I have many photos already stored on my website and I want to allow other people to publish any of these photos on their own websites. What I'm trying to do is create embed code for each photo to allow third parties to publish a photo within an iframe (I'm using PHP). It's just like what Getty Images have done here - allowing others to embed their photos.
Getty's embed code uses an iframe with the source to the image/webpage being something like this:
src="//embed.gettyimages.com/embed/488344275?et=-AesBiwMQb5LLh6krfjSJw&sig=nxsiL6uBhQNOeWxMs0-04_TmimSD3-PcKaqmf-Y_xTs="
My problem is that I don't know the best way to create/reference the image/page. Getty has created a new page to host each individual image, which allows them to add captions etc. My images are not in a database, they are just contained in certain folders and I display them on my website with a foreach/glob script.
To display the iframe's target source page, I could have a PHP template which is given the unique image file name by the embed code.
src="//embed.mydomain.com/embed/embed-image.php?path/to-the-photo"
The PHP template then displays the correct image and any appropriate image meta data. I'm sure this comes with lots of security implications - is there a better way to do this?
I'm pretty sure that Getty doesny create a new page for every single image. They probably just use htaccess to redirect the image request to a script that handles the request. Perhaps something like:
//this will allow alphanumeric id's with _ and -. You could alter to only allow numeric by only using [0-9] instead of [a-zA-Z0-9_-]
RewriteRule ^embed/([a-zA-Z0-9_-]+)$ embed.php?id=$1
RewriteRule ^embed/([a-zA-Z0-9_-]+)/$ embed.php?id=$1
Now a request like /embed/hash6834hfds or /embed/hash6834hfds/ will be redirected to embed.php?id=hash6834hfds. Now you can use the embed.php file to show the correct image.
How secure this is, depends completly on your implementation of embed.php, but as this work like any request, you should apply the same caution and messures. Some things to keep in mind, but not limiting to:
- Check if the ID/hash is what you expect (numeric/aplhanumeric/etc)
- If you use it in a query to get meta data. Always make sure its not used for mysql injection
- If you are concerned with people stealing images, dont use sequential numbers
Even if you want to go with your own solution, it's not a problem to supply a PATH as a parameter to your script. Just make sure you dont use the full path to the location on the server (EG: dont use c:\inetpub\wwwroot\images\image.jpg on windows but use \images\image.jpg)

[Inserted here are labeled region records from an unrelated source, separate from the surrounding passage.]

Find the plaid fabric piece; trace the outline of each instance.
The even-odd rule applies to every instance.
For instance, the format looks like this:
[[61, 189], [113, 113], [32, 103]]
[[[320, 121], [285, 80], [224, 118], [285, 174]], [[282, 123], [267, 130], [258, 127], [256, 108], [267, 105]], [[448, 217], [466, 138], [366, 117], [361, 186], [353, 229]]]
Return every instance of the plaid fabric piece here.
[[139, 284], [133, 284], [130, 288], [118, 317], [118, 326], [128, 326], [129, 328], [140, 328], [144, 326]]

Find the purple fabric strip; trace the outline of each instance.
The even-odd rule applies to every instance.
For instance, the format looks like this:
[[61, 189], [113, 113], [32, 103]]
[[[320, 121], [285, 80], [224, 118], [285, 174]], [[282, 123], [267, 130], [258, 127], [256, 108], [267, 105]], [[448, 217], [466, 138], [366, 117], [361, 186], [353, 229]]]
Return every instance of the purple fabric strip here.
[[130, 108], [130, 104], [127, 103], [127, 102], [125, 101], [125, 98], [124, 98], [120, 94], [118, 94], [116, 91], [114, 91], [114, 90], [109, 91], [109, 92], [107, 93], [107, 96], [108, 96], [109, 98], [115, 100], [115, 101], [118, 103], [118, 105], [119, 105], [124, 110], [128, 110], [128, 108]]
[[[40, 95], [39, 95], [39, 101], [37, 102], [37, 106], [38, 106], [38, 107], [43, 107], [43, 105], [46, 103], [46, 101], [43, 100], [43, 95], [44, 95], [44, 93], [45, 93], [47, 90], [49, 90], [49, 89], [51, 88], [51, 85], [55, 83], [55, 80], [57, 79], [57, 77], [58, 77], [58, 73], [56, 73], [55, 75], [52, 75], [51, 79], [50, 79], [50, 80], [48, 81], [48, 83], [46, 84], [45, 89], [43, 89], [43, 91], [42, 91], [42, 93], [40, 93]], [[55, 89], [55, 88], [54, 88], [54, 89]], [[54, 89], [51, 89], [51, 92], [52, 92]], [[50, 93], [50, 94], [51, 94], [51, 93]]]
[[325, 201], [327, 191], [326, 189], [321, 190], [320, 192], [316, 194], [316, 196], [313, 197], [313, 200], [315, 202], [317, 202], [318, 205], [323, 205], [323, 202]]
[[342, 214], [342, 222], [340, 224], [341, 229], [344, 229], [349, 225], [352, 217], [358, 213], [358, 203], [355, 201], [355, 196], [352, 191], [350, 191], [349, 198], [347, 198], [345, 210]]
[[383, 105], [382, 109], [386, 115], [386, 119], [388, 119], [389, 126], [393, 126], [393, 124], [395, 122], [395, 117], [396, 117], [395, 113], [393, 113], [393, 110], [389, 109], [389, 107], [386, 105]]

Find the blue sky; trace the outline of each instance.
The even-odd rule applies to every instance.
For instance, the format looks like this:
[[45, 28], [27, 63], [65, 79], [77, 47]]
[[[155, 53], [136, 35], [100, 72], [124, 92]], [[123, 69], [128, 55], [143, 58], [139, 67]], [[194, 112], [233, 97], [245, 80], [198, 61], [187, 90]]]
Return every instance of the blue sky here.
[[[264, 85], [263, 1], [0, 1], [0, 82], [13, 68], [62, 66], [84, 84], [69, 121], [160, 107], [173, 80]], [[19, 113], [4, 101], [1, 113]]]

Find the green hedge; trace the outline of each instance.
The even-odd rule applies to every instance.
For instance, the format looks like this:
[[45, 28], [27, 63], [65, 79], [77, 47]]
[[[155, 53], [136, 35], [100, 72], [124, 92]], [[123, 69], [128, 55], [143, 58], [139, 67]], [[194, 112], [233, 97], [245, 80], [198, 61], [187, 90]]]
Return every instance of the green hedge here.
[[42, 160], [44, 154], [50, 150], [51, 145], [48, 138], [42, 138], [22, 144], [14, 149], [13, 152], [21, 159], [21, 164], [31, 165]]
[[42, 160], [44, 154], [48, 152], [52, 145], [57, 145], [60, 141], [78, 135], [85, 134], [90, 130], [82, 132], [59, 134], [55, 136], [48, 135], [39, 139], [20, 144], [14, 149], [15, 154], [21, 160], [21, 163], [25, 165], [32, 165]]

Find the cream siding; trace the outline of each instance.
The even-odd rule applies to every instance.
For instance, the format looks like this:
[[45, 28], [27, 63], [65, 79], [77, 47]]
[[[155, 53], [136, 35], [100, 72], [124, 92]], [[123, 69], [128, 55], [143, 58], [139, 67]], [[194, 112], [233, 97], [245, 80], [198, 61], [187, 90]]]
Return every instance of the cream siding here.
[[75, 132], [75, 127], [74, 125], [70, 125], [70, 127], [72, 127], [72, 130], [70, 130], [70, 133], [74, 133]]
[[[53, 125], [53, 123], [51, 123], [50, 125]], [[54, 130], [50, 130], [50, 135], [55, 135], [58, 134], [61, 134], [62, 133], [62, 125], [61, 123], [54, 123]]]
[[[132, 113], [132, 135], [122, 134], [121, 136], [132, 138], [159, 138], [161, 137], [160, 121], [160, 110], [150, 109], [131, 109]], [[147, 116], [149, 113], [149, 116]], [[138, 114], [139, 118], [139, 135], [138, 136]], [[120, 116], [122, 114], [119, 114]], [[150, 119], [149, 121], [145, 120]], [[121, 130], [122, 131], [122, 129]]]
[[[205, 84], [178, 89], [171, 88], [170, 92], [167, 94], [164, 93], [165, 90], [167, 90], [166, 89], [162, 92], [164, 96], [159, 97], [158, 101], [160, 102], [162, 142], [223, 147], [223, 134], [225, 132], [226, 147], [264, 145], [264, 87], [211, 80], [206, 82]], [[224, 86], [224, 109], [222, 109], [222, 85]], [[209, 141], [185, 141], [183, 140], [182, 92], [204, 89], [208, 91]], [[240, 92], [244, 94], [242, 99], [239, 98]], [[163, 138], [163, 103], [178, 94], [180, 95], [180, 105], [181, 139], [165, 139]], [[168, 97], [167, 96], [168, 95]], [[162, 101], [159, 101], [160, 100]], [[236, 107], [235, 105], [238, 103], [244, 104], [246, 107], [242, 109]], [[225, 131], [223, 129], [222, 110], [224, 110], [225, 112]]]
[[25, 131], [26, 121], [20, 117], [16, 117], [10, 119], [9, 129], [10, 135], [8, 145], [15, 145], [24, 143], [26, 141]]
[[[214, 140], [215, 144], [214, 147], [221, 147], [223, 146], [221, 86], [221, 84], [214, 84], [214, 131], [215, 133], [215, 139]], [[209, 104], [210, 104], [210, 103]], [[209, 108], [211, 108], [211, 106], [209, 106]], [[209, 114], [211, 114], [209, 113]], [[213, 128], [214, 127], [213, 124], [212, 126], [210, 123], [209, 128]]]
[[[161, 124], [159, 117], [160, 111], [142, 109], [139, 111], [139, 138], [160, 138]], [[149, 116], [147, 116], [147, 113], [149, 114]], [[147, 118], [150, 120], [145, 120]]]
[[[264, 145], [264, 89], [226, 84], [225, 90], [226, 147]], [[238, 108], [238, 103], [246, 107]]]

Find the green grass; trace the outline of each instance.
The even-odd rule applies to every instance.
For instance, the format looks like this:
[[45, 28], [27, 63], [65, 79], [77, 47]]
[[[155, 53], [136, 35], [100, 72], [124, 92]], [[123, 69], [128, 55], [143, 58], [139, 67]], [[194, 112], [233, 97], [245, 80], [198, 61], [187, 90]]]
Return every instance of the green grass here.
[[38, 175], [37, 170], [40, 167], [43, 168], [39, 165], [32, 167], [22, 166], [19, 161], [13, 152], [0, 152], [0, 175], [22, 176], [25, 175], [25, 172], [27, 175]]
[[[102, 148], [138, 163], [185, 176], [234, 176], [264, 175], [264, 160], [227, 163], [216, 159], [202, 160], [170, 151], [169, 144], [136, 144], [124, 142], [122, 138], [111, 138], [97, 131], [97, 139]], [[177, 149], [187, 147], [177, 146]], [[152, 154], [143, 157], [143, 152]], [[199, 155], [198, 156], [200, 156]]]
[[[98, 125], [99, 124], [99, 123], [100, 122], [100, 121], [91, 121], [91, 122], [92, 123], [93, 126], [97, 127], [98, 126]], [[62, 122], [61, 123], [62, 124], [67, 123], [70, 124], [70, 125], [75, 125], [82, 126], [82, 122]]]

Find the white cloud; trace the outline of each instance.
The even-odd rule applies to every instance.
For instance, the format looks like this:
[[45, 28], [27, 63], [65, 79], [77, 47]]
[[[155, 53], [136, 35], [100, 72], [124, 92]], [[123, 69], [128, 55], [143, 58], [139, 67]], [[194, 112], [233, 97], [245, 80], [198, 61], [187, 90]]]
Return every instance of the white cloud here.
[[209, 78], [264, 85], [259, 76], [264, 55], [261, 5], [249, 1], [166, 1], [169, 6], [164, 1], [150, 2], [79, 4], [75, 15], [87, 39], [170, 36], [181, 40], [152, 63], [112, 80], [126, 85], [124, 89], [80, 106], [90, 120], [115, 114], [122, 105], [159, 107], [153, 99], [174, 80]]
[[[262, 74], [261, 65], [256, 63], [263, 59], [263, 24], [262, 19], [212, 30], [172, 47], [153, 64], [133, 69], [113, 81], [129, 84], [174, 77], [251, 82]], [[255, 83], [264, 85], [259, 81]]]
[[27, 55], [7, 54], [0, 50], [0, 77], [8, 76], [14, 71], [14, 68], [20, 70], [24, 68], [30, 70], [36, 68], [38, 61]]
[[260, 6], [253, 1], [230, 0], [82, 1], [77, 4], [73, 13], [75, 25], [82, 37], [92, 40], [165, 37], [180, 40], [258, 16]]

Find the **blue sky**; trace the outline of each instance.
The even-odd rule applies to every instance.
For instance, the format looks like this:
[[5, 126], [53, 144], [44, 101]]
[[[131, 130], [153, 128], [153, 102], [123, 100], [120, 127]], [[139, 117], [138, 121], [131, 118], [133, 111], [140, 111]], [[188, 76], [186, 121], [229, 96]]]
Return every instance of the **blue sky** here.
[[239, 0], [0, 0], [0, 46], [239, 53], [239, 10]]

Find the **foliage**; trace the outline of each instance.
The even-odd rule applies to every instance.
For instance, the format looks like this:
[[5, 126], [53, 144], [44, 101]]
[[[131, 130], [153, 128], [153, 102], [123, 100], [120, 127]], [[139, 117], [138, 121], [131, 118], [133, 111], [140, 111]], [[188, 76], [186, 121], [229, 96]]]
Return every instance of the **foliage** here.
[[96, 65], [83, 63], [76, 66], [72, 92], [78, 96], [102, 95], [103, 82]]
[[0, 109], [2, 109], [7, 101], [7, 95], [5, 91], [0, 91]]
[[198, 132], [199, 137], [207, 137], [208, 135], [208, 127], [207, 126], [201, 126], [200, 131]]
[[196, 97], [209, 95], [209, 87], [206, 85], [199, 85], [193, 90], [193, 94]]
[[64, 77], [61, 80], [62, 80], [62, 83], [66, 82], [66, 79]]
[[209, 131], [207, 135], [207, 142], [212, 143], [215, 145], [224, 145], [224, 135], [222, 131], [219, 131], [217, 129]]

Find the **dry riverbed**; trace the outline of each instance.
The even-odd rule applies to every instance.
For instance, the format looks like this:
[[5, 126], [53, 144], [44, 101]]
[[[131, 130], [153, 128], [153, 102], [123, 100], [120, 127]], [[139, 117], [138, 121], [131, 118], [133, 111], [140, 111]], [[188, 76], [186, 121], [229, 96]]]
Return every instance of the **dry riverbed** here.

Also if you do receive a full path, make sure it is what you expect it to be. People could be using \images\..\index.php to move to your root folder. Or even worst all the way to a system folder. First and most important check is that it is just an image they are requesting. If they do use some exotic way to bypass your folder check, if they can only access images you are still relatively safe.
Whatever way you go, if you use PHP to actually show the image, you are using more resources then needed. So if you expect a lot of visitors or care about performance, dont use PHP to read the file and output it with the correct headers.
My personal vote would be to use the following procedure
- Index all images you have in your folder and save the path to the database.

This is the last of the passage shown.